The new São Paulo Institute was built in a section of the city named Butantan, at the time a far-away place, near the Pinheiros river, a swampy, sparsely inhabited area. Under Vital Brazil, it soon became an energetic and exemplary research center in vaccines and sera of all kinds, which were produced locally for the prophylaxis and treatment of tetanus, diphtheria, yellow fever, smallpox and several zoonoses (diseases transmitted to humans by animals), such as the dreaded hydrophobia. The Institute came to be well known by his original nickname, the Butantan Institute, and is still active today.

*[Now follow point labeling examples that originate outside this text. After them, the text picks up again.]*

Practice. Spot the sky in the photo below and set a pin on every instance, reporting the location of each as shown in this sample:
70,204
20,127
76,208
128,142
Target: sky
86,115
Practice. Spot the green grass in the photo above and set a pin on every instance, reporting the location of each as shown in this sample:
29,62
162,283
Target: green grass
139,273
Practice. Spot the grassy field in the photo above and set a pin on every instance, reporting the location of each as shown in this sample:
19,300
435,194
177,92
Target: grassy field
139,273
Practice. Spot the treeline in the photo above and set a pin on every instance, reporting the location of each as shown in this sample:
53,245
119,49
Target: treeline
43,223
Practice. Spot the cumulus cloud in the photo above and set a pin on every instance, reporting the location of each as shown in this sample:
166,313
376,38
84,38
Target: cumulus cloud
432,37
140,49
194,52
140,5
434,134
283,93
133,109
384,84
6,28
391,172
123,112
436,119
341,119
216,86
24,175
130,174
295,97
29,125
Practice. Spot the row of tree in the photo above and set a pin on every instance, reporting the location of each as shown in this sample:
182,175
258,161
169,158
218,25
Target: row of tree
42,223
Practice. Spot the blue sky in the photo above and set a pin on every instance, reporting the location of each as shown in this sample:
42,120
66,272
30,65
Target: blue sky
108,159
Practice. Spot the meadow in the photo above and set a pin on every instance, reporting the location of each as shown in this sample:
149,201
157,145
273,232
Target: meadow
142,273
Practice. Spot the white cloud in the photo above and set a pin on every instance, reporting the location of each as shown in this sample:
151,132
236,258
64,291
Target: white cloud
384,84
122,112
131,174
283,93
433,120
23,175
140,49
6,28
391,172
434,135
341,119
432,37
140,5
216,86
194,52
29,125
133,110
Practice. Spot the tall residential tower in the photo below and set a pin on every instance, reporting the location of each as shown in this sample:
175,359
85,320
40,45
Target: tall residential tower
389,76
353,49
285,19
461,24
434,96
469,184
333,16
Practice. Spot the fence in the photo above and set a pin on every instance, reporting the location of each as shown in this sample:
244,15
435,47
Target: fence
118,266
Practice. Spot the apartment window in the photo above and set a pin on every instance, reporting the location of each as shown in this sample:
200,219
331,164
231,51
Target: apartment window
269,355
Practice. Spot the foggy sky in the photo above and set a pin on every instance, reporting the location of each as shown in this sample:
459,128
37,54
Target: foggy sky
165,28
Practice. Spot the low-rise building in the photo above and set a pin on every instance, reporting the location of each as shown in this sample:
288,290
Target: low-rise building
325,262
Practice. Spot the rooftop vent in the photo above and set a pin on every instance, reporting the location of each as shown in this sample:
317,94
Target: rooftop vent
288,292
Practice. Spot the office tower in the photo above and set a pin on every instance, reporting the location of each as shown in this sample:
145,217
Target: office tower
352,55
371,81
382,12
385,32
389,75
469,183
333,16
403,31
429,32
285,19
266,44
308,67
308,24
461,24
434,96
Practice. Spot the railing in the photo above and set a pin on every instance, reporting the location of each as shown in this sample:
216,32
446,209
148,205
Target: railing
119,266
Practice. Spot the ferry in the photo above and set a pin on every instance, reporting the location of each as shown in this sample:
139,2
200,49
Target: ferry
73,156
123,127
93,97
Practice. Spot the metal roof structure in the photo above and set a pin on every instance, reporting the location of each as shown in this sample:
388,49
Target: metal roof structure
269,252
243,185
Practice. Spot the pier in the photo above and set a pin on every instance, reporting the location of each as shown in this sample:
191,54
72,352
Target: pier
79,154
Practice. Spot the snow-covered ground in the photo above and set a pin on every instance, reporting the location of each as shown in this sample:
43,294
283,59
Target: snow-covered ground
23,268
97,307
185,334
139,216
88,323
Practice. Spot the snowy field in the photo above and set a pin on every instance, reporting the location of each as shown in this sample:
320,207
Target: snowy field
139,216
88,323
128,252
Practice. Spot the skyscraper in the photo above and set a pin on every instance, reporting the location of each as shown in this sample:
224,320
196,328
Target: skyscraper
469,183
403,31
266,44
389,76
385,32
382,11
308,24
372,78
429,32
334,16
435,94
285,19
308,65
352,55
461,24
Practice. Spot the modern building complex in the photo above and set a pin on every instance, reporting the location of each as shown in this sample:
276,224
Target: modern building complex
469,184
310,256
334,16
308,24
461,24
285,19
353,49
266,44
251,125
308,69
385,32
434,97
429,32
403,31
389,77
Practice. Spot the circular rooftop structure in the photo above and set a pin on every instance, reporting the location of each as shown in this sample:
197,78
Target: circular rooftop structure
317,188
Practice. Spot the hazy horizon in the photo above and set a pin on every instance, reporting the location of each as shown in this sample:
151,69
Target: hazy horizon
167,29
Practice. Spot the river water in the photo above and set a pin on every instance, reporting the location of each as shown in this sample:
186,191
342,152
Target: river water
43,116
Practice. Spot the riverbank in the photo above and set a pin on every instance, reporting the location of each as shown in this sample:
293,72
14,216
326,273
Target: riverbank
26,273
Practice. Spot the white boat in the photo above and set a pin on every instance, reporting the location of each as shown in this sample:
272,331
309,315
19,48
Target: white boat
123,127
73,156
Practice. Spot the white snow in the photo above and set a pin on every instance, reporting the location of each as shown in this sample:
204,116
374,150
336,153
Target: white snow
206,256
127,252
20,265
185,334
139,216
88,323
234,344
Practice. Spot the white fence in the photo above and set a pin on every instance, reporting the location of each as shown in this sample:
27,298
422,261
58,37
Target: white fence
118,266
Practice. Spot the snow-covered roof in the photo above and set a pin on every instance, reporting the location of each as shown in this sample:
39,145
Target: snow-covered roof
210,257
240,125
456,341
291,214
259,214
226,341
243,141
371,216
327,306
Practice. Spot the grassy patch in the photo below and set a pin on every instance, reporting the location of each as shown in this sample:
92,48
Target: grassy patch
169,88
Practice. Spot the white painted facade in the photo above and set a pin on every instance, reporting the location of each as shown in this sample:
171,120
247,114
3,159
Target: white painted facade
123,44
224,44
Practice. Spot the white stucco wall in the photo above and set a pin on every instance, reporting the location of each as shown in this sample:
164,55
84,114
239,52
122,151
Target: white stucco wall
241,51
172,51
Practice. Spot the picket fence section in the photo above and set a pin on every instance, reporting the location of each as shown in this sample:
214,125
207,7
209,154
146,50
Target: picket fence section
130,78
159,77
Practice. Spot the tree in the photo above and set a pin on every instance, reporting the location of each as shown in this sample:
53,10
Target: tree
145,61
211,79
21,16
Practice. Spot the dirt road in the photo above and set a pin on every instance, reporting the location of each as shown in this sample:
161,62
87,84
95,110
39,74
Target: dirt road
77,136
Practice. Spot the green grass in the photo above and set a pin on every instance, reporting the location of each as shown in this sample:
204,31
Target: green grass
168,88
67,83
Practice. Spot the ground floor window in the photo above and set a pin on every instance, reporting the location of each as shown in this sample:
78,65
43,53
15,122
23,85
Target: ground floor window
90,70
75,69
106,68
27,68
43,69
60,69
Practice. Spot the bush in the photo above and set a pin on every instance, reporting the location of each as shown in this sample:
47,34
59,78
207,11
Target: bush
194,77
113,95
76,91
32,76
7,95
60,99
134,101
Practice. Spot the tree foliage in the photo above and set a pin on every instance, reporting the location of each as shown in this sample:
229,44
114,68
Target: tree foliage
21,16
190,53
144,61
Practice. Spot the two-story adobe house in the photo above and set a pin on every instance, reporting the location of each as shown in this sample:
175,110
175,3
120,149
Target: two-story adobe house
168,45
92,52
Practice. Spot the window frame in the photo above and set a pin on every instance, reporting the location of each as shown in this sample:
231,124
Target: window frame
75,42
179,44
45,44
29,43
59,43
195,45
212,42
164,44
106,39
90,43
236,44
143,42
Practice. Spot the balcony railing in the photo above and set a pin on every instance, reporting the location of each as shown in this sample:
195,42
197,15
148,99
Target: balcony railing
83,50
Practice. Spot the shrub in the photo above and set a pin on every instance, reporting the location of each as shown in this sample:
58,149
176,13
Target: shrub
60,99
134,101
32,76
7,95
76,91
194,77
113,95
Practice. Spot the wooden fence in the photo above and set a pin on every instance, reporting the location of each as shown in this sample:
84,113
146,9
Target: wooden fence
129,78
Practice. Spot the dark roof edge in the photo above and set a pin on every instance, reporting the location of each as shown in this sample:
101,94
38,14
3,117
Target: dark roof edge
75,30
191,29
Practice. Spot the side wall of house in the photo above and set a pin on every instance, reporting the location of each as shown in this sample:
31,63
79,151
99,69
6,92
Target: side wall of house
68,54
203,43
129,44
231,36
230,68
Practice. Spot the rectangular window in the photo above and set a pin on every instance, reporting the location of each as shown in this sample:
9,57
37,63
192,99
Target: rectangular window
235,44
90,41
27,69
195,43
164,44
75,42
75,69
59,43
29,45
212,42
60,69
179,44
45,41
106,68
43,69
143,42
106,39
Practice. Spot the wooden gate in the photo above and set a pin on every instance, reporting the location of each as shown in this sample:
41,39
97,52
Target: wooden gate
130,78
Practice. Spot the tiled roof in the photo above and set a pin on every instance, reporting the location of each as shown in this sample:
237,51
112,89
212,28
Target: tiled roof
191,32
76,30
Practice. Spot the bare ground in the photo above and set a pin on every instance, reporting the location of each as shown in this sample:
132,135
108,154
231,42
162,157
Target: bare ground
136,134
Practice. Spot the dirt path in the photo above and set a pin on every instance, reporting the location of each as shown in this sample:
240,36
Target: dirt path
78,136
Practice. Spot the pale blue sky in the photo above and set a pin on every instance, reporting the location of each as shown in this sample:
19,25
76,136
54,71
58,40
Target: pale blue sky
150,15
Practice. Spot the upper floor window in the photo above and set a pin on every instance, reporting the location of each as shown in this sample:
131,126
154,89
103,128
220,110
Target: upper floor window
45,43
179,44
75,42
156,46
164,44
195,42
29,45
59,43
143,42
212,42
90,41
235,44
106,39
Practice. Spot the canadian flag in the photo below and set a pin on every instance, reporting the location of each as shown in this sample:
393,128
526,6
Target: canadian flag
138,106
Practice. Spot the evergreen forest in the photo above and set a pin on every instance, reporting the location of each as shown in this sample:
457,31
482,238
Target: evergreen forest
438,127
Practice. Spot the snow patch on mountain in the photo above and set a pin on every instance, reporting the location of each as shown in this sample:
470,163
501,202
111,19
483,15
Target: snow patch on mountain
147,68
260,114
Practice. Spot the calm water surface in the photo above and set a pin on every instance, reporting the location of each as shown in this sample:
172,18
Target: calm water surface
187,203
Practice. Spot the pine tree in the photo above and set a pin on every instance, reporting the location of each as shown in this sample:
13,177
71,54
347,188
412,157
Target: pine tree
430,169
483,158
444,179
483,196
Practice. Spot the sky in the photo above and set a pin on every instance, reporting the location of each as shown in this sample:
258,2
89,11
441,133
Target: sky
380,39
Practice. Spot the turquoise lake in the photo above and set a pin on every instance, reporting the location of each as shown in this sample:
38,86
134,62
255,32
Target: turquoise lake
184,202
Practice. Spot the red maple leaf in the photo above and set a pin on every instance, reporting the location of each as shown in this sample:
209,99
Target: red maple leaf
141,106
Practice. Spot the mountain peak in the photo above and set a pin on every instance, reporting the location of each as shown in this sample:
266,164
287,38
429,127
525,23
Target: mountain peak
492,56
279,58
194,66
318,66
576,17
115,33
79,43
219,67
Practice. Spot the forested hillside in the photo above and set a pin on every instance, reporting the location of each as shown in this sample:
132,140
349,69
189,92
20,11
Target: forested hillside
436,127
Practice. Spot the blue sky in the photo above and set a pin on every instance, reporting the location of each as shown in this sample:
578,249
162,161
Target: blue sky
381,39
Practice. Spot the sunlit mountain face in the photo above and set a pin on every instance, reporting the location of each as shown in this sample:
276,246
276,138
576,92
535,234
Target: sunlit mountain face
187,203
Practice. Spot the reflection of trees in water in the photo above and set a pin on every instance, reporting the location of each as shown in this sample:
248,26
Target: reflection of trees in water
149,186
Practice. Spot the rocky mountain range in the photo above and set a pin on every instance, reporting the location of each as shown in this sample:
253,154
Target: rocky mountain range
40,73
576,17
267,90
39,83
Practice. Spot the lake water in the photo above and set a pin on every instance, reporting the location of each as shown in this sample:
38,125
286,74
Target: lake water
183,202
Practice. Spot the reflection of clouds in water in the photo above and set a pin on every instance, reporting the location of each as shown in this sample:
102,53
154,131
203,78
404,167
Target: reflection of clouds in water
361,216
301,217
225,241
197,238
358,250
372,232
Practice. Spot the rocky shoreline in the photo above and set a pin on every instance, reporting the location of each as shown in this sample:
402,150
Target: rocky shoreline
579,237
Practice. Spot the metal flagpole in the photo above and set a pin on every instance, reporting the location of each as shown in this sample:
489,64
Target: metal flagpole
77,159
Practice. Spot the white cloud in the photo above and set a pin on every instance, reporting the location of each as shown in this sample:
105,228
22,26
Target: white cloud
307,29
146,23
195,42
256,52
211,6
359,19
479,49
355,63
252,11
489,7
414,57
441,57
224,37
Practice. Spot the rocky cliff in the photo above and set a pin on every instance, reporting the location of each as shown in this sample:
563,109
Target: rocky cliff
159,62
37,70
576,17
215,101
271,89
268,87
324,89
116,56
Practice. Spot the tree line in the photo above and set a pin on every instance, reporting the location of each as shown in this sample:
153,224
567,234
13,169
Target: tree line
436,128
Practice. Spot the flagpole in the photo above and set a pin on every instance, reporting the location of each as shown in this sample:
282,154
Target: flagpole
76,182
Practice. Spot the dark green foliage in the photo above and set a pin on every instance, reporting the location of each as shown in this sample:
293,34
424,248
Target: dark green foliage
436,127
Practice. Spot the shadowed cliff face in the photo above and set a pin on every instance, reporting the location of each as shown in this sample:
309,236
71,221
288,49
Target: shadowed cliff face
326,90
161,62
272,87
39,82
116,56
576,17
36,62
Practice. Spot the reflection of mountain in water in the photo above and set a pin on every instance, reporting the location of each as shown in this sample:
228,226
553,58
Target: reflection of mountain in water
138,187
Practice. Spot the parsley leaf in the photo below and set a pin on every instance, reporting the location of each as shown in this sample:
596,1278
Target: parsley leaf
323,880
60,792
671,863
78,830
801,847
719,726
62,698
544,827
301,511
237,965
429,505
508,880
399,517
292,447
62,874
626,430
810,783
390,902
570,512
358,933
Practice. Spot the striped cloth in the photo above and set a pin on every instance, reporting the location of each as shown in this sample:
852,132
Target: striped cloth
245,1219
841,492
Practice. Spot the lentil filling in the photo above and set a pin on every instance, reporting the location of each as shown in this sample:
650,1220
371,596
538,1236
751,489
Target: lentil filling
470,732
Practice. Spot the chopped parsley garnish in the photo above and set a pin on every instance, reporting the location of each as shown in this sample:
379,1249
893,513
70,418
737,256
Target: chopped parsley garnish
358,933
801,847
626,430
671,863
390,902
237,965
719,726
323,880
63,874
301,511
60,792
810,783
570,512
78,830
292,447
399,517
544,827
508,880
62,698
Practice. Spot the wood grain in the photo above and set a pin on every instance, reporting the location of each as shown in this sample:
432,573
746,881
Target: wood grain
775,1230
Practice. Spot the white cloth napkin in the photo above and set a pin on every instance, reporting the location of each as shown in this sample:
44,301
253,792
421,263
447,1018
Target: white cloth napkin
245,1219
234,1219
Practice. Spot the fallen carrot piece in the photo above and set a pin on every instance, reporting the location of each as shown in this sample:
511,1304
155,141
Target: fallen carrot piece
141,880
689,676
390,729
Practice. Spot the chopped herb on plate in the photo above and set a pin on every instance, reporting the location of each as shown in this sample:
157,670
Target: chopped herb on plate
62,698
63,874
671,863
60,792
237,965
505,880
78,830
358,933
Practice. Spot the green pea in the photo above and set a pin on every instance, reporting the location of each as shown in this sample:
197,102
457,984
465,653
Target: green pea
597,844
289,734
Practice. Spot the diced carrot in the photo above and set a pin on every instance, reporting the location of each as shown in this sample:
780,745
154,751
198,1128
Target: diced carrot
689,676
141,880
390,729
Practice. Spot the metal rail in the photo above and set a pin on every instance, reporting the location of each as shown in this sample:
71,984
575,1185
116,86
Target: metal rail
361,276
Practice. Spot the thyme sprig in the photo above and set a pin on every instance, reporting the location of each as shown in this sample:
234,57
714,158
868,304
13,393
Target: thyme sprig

Vital Brazil was convinced since his early work at Butantan that envenomations (poisoning by accidents with venomous animals, such as snakes, scorpions, spiders and batrachia, then the cause of thousands of deaths in enormous rural Brazil, which teemed with such tropical beasts) could be fought with antisera, i.e., antibodies specifically produced for venoms which were proteins or long-chain peptides. A French immunologist, Albert Calmette (1863–1933) had demonstrated this for the first time in 1892, by developing a monovalent serum to treat bites by the Indian cobra (Naja tripudians).
Vital Brazil thus began a series of experimental investigations, and in 1901 he was able to prove that monovalent sera against the Asiatic species were ineffective against South American snakes, and proceeded to develop his first monovalent sera against the most common envenomations in Brazil, those produced by the Bothrops, Crotalus and Elaps genera (represented respectively by the jararaca snake, the rattlesnake, and the coral snake). He found several clinical and biochemical similarities between bothropic and crotalic envonomations and so he was the first to achieve a polyvalent serum, i.e., simultaneously effective against both species, which represented a triumph over the stark mortality caused by these species in North, Central and South America. In a few decades, this mortality, which was higher than 25% to 20% of bitten people, fell to less than 2%.
Applying the same techniques (which involved gradual immunization of horses and sheep by administering small doses of venoms, and then extracting, purifying and freeze-drying the antibody portion from the blood of injected animals), Vital Brazil and his coworkers were able to discover the first sera against two species of scorpions' (1908) and spiders' (1925) venoms. In the USA, Vital Brazil's name made the headlines when he used his serum to save the life of a worker in the Bronx Zoo in New York who was bitten by a rattlesnake.
Most important of all, the Butantan Institute became a fertile school for breeding a new generation of Brazilian biochemists, physiologists and pathologists, such as José Moura Gonçalves, Carlos Ribeiro Diniz, Gastão Rosenfeld, Wilson Teixeira Beraldo and Maurício Rocha e Silva, who went on to found a growing number of schools, departments and research laboratories in São Paulo, Rio de Janeiro and Minas Gerais, giving a great impetus to the development of medical and biological research and teaching in Brazil in the second half of the 20th century.
According to Bernardo Houssay, who wrote a well-cited biography of Vital Brazil in 1966, his contributions went further than herpetology:
"Vital Brazil and his collaborators have studied several actions of the venoms, (such as) coagulant, anticoagulant, hemolytic, agglutinant, cytotoxic, proteolytic, etc. (...) The (animal) poisons contain numerous enzymes which have been isolated and studied with interest in all parts since they explain many of the symptoms and constitute interesting biochemical reagents, Vital Brazil studied also the ophiophagous serpents, such as the mussurana, the ophiophagous mammals, such as the skunk-like Conepatus chilensis and others, the ophiophagous birds and certain spiders. (...) His book, La défense contre l’ophidisme published in French in 1914, attained international repercussion with three editions."